Files
obitools4/autodoc/docmd/pkg/obiformats/fastseq_json_header.md
T

22 lines
1.6 KiB
Markdown
Raw Normal View History

2026-04-07 08:36:50 +02:00
This Go package `obiformats` provides semantic parsing and serialization utilities for FASTQ/FASTA sequence headers encoded in JSON format, primarily used within the OBITools4 framework.
- **JSON Parsing Helpers**:
It defines internal functions (`_parse_json_map_*`, `_parse_json_array_*`) to convert JSON objects/arrays into typed Go maps and slices (`map[string]string`, `[]int`, etc.), using the high-performance [`jsonparser`](https://github.com/buger/jsonparser) library for streaming parsing.
- **Header Interpretation**:
`_parse_json_header_` interprets a FASTQ/FASTA header string containing embedded JSON metadata. It extracts and assigns:
- Core fields (`id`, `definition`, `count`)
- Specialized OBITools annotations (e.g., `"obiclean_weight"`, `"taxid"` with optional taxonomic ranks)
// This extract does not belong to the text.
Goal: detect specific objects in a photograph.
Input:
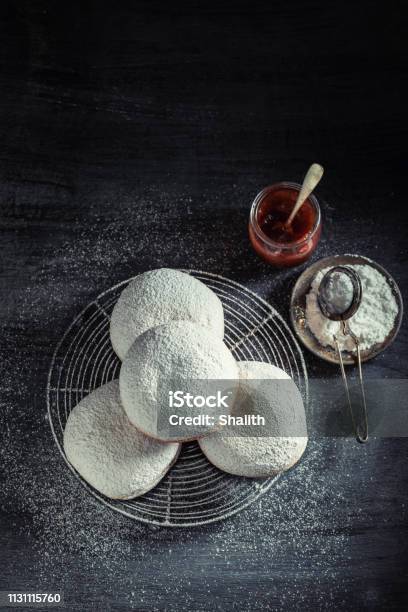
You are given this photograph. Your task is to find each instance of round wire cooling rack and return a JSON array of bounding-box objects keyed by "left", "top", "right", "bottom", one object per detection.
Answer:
[{"left": 47, "top": 270, "right": 308, "bottom": 527}]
- Generic annotations of any JSON type (string, number, bool, array, object), preserving numeric precision where possible.
- **Sequence Annotation Enrichment**:
`ParseFastSeqJsonHeader` parses the header of a `BioSequence`, extracting JSON metadata into its annotations map and reconstructing non-JSON text as the new definition.
- **Serialization Support**:
`WriteFastSeqJsonHeader` and `FormatFastSeqJsonHeader` serialize sequence annotations back into JSON format, appending them to a buffer or returning as string — enabling round-trip compatibility for annotated sequences.
- **Error Handling**:
Uses `log.Fatalf` on parsing failures, ensuring malformed headers fail fast during processing.
In summary: *structured JSON header ↔ BioSequence annotation mapping*, optimized for metabarcoding workflows.